Glee Clubs jeer, collaborate

Before the Bulldogs battle the Crimson on the football field, the Harvard and Yale Glee Clubs will go head to head tonight.

On Friday night, the Harvard and Yale Glee Clubs will give their 112th joint performance in honor of the Harvard-Yale football game. Despite the bitter competition between the two schools, officials from both groups said that the concert blends rivalry with a mutual love of music.

During the first half of the program, each group performs its own repertoire, including both classical and contemporary songs. The spirit of The Game comes through in the second act, with the two schools performing their traditional football songs, senior Glee Club officer Abigail Droge ’12 said. These tunes, she added, typically invite harmless pranking from the opposing choir and the audience.

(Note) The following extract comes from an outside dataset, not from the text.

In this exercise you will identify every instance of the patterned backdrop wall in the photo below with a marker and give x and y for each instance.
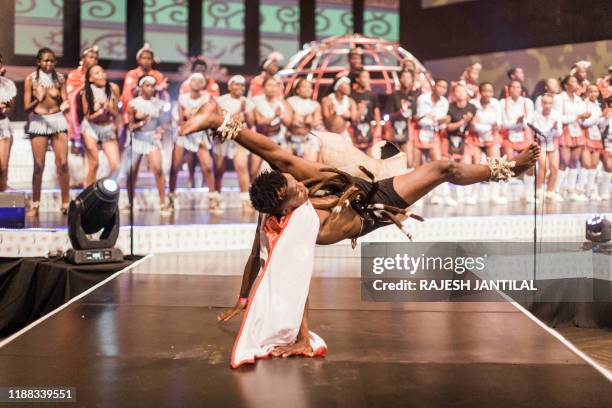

Though Droge declined to reveal the nature of tonight’s pranks, she said that at a past Yale-Princeton Glee Club concert the Princeton group threw orange paper airplanes at the Yale Glee Club, which deflected them with blue and white umbrellas. The Yale Glee Club responded with a prank on Princeton’s tiger mascot, meowing as Princeton sang its football medley, she said.

Because the show is at Yale this year, Harvard Glee Club member Dong-Ik Lee ’14 said his club will have fewer fans in the audience to help them win this popularity contest. He added that whenever the Cantab choir sings “Harvard” during their football songs, Yale students respond by shouting out “Sucks!”

“We’ll try to bash them, but because it’s Yale’s home turf, it’s much harder,” Lee said.

The participation of alumni — many of who come onstage during the fight songs and join in taunting the other choir — is an important part of the Harvard-Yale Glee Club experience, especially for new members, said Harvard Glee Club Director Andrew Clark.

The joint concert highlights a difference in the groups’ development over the years: both Glee Clubs were founded as all-male organizations, but while Yale’s included women in 1971, Harvard’s remains single-sex today, Clark said. Yale Glee Club Director Jeffrey Douma said the Harvard-Radcliffe Collegium Musicum, a co-ed choir founded in 1971, is a more direct counterpart to the Yale Glee Club, and the two groups have performed together in the past. Historically, though, the Glee Clubs are “the keepers of the traditional college songs” such as Bright College Years, so they perform together each fall for the Game, Douma said.

Because of its smaller, all-male membership, the Harvard Glee Club can perform some pieces for male voices that were written for Yale’s choir in the days before coeducation, Clark said. On Friday, Harvard will perform “Demon of the Gibbet,” a 1949 piece composed by Yale faculty member Paul Hindemith. Though “Demon in the Gibbet” has not been adapted to accommodate mixed voices, about 30 of the Yale Glee Club’s older pieces for men have been rewritten for that purpose, Douma said.

The Harvard-Yale Glee Club concert will take place on Friday night at 8 p.m. in Woolsey Hall.